Aujourd’hui j’ai trente ans, je me sens très bien, j’ai joué tous les matchs la saison dernière. On verra bien ce qui peut se passer dans le futur, mais actuellement, je suis à 100% dans mon club et ma saison. Ici, la vie est magnifique et j’aimerais vraiment gagner un titre à New York. Pour que je parte du plus grand club de la MLS, il faudra vraiment que ça soit une offre qui ne puisse pas se refuser.

– Quels sont les coéquipiers qui t’ont le plus impressionné depuis le début de ta carrière?

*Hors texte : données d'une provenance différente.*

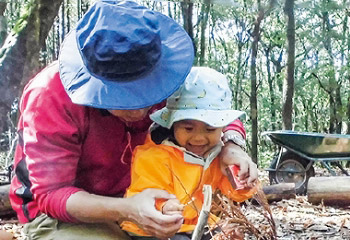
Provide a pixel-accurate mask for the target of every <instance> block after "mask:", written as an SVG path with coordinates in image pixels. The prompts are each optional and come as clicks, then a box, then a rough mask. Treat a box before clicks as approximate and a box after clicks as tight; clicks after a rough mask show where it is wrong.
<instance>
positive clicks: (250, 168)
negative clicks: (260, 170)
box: [220, 119, 258, 187]
mask: <svg viewBox="0 0 350 240" xmlns="http://www.w3.org/2000/svg"><path fill="white" fill-rule="evenodd" d="M224 135H236V136H237V137H239V138H242V140H244V139H245V137H246V132H245V129H244V126H243V123H242V122H241V121H240V120H238V119H237V120H235V121H233V122H232V123H231V124H230V125H228V126H227V127H226V128H225V129H224ZM220 158H221V161H222V163H224V164H225V165H238V166H239V167H240V171H239V175H238V176H239V179H240V180H241V181H243V182H244V183H245V184H246V185H247V186H249V187H252V186H253V185H254V183H255V182H256V180H257V179H258V169H257V166H256V164H255V163H254V162H253V161H252V159H251V158H250V157H249V155H248V154H247V153H246V151H245V150H244V149H243V148H242V147H240V146H238V145H237V144H235V143H233V142H231V141H229V142H226V143H225V146H224V147H223V149H222V151H221V154H220Z"/></svg>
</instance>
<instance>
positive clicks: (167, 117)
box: [150, 67, 245, 129]
mask: <svg viewBox="0 0 350 240" xmlns="http://www.w3.org/2000/svg"><path fill="white" fill-rule="evenodd" d="M231 99H232V93H231V90H230V88H229V86H228V82H227V79H226V77H225V76H224V75H223V74H221V73H219V72H217V71H215V70H214V69H211V68H208V67H193V68H192V70H191V72H190V73H189V75H188V76H187V78H186V80H185V82H184V84H183V85H182V86H181V87H180V88H179V89H178V90H177V91H176V92H175V93H174V94H173V95H171V96H170V97H169V98H168V100H167V104H166V106H165V107H164V108H162V109H161V110H158V111H156V112H155V113H153V114H151V116H150V117H151V119H152V120H153V121H154V122H156V123H158V124H159V125H161V126H162V127H165V128H168V129H170V128H171V127H172V125H173V123H174V122H177V121H181V120H185V119H192V120H199V121H202V122H205V123H206V124H208V125H210V126H213V127H224V126H226V125H228V124H229V123H231V122H232V121H234V120H236V119H237V118H239V117H245V112H243V111H238V110H233V109H232V107H231Z"/></svg>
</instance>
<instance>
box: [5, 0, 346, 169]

Quels sont les adversaires qui t’ont donné le plus de mal?

En Europe, j’ai affronté des grands joueurs, mais cela s’est toujours bien passé, que ça soit face à Hulk ou Angel Di Maria par exemple. En MLS, les matchs face à Didier Drogba ou Thierry Henry n’étaient jamais faciles. C’est difficile aussi contre des joueurs comme Sebastian Giovinco, qui sont petits et qui vont vite.

Au niveau des coéquipiers, à Majorque, Ariel Ibagaza était impressionnant, il y avait Diego Tristan aussi qui avait une efficacité redoutable. Durant le match des étoiles, j’apprenais énormément de Thierry Henry. S’entrainer avec un joueur comme lui, t’apprends énormément de choses. J’aurais adoré jouer avec lui à New York, malheureusement, je suis arrivé un an trop tard. Bien entendu, il y a aussi Kaka. Il ne parle pas beaucoup, mais c’était un leader dans sa personnalité. Sa façon d’être est exemplaire, il ne s’énerve quasiment jamais.

– Quels sont tes meilleurs amis dans le football?

Julio Cesar que j’ai rencontré à Kansas City et qui a évolué au Real Madrid. C’est lui qui m’a fait rencontré ma femme. Il y a aussi Ronald Zubar, avec qui j’ai peu joué, mais je le considère comme un bon ami.

– Quels sont les joueurs les plus blagueurs avec qui tu as joué?

Thierry Henry est très marrant. Chaque fois que nous nous sommes croisés pour le match des étoiles, il m’a fait mourir de rire. En plus c’est un chambreur hors du commun.

– Un dernier mot pour les lecteurs du Blog de Jayjay?

Regardez plus la MLS, c’est une ligue très intéressante. L’image en France de la MLS est mauvaise et c’est un tort, car le niveau est assez proche des équipes de milieu de tableau de la Ligue 1.